Life in the Sugar Candle Mines
Anyone who still thinks free jazz is unpleasant random noises needs to hear Life in the Sugar Candle Mines, 78 minutes of loosely structured but highly conceived music by some of the best in the avant-garde game. The quintet Black Host is alto saxophonist Darius Jones, guitarist Brandon Seabrook, pianist Cooper-Moore (also on synthesizer), bassist Pascal Niggenkemper and drummer Gerald Cleaver, who serves as the group’s leader and main composer. Seven of the nine “tunes” are his, one is a group improvisation and one is based on, of all things, one of Bartók’s Mikrokosmos pieces.

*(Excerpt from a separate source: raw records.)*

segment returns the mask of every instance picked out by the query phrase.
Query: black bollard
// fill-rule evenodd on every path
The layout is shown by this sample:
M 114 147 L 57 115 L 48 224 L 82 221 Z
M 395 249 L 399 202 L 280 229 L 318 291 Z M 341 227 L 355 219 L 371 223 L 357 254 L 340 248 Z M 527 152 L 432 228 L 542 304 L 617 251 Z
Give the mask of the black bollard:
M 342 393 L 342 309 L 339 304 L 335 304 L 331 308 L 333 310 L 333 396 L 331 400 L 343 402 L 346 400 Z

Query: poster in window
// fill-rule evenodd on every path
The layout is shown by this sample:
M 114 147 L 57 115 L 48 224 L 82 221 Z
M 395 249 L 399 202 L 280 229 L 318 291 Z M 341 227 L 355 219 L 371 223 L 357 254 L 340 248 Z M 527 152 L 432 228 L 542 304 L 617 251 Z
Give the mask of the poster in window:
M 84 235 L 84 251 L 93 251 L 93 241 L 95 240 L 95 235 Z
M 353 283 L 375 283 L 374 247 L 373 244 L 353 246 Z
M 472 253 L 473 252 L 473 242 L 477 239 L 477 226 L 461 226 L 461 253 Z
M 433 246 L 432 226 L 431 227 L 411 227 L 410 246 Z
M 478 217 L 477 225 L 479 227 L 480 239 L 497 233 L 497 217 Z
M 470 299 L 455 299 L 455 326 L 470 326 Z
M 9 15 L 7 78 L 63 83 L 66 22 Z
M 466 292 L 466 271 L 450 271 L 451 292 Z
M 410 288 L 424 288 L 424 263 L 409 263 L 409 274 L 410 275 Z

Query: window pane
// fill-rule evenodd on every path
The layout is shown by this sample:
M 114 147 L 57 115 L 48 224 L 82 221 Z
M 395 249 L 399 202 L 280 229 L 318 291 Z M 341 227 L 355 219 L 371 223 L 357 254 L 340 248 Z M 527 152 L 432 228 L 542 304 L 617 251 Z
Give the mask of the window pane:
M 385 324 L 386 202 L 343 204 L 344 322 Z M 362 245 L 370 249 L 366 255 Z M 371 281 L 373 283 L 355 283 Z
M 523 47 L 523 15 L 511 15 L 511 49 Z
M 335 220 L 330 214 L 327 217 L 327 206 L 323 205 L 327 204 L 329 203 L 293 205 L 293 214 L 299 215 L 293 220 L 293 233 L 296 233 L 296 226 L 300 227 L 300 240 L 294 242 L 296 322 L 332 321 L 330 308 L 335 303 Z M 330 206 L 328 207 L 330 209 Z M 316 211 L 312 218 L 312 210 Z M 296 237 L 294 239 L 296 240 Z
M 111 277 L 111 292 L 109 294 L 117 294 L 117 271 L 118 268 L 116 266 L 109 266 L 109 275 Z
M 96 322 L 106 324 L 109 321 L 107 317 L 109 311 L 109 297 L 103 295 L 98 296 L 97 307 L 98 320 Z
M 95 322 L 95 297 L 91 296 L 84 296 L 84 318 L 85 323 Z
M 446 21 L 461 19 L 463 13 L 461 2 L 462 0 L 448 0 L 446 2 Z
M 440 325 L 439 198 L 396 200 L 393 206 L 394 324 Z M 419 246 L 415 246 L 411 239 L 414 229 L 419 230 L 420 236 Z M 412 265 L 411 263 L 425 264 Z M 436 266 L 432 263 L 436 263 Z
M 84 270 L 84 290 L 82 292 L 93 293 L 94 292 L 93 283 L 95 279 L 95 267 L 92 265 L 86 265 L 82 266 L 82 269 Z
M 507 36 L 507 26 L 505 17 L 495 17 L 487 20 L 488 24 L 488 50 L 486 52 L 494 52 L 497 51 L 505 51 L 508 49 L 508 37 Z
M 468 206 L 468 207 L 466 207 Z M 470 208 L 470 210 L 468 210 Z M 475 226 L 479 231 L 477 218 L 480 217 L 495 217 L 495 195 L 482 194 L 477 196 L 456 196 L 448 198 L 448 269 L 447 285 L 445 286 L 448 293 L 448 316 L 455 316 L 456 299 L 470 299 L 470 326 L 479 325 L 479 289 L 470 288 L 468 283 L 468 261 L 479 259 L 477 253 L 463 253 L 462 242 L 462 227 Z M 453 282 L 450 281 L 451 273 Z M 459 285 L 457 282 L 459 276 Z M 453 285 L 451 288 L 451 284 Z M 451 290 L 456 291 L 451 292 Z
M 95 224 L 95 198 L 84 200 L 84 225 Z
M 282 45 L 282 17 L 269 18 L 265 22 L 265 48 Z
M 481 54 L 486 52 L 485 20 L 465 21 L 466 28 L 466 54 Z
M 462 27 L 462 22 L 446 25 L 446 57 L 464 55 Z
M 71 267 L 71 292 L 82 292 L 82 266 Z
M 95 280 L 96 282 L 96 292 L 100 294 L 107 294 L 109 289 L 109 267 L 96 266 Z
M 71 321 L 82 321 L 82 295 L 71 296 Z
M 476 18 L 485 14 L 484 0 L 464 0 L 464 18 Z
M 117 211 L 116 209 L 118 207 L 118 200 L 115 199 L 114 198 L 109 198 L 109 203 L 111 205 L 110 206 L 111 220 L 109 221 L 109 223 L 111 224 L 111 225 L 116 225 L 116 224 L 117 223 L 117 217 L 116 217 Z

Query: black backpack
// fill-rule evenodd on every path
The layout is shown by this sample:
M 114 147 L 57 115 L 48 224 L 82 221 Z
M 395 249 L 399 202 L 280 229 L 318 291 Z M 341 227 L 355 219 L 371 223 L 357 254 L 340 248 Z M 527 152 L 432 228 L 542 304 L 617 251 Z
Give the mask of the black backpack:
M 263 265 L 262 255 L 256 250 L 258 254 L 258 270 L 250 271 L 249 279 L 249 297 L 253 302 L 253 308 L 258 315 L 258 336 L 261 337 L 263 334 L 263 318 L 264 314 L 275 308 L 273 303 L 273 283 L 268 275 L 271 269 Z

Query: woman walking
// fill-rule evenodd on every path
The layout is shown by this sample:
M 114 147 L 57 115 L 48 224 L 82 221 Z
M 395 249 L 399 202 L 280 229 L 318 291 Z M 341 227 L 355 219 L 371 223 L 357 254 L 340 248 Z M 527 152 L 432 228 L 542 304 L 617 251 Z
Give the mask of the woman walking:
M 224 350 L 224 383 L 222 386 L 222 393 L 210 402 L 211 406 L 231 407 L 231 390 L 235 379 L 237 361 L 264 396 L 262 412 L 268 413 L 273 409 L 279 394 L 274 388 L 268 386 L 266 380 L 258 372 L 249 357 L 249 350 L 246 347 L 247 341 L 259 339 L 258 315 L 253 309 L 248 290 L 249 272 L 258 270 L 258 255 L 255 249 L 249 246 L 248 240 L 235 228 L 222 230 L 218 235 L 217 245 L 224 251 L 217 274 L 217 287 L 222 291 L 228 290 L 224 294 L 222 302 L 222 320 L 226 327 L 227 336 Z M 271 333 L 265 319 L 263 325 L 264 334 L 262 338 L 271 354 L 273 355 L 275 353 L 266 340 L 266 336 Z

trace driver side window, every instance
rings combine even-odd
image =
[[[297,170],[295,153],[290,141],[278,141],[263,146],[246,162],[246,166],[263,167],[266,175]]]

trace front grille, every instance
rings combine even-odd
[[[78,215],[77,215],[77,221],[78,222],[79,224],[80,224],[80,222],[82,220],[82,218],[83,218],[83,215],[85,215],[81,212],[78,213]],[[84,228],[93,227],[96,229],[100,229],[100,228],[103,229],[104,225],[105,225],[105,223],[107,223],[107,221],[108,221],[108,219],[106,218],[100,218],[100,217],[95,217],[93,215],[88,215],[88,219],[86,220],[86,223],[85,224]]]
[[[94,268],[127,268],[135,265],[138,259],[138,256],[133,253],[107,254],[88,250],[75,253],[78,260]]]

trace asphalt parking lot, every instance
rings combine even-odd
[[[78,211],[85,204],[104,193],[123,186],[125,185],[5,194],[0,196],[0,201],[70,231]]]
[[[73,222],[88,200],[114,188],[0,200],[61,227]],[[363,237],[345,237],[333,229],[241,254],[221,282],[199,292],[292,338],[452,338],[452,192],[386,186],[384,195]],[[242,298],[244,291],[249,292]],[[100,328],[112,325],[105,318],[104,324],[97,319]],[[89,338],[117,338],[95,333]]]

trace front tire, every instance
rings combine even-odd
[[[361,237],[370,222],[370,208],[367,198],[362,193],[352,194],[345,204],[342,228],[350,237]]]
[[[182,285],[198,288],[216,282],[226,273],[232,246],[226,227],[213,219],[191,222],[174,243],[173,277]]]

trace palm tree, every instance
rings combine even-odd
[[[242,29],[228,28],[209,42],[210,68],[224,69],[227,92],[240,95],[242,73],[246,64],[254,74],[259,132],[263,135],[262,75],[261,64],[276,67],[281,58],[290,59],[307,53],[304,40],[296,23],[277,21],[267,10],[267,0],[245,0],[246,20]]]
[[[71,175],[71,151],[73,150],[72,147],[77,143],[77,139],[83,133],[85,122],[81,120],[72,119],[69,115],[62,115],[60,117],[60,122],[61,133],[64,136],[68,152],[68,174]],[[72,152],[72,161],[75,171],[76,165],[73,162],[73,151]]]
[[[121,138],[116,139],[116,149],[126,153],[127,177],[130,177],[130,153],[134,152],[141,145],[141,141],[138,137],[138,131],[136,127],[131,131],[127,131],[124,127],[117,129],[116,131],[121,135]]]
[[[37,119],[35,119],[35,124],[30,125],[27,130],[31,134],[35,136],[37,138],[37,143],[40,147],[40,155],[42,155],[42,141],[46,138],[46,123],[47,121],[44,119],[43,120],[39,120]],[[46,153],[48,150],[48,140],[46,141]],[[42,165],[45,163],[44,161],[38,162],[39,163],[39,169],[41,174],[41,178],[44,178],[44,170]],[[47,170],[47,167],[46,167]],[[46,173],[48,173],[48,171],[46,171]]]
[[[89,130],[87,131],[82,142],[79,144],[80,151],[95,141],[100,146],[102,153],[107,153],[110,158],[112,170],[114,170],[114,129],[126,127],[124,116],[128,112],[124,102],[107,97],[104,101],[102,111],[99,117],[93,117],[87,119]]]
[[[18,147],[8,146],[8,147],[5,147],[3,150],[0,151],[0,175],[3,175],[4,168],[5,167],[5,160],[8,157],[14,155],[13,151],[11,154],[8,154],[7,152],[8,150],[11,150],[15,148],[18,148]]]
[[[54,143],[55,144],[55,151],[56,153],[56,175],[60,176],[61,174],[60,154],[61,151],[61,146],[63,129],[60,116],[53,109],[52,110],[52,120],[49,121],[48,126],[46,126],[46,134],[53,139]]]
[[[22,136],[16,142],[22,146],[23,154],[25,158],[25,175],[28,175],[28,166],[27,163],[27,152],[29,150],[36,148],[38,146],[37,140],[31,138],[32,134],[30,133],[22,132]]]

Things start with the sustained, guttural saxophone, severely bashed drums and smacked piano keys of the 16-minute “Hover,” and gradually this intentional mess evolves into a two-bar groove underpinned by a churning rhythm, throbbing bass pattern and piano-chord ostinato. Seabrook’s aggressive guitar, Jones’ searing sax and processed sounds overlay all this, and just as the music threatens to spin out of control it calms down into what could almost be described as jazz-rock—until, that is, it spirals away again. Despite its name, “Ayler Children” doesn’t sound like anything Albert would have played; it’s more bombastic, less melodic and faster.
There are quieter moments too. “Citizen Rose” lulls in a way that approaches the ambient genre, and “May Be Home” is almost pure drone. And some of what’s here is beautifully disturbing: the prog-metal-jazz of “Test-Sunday,” the machine-like industrial touches on “Gromek” and the twisted, noisy reinvention of Bartók’s “Wrestling.” Black Host is a free-jazz group with new ideas.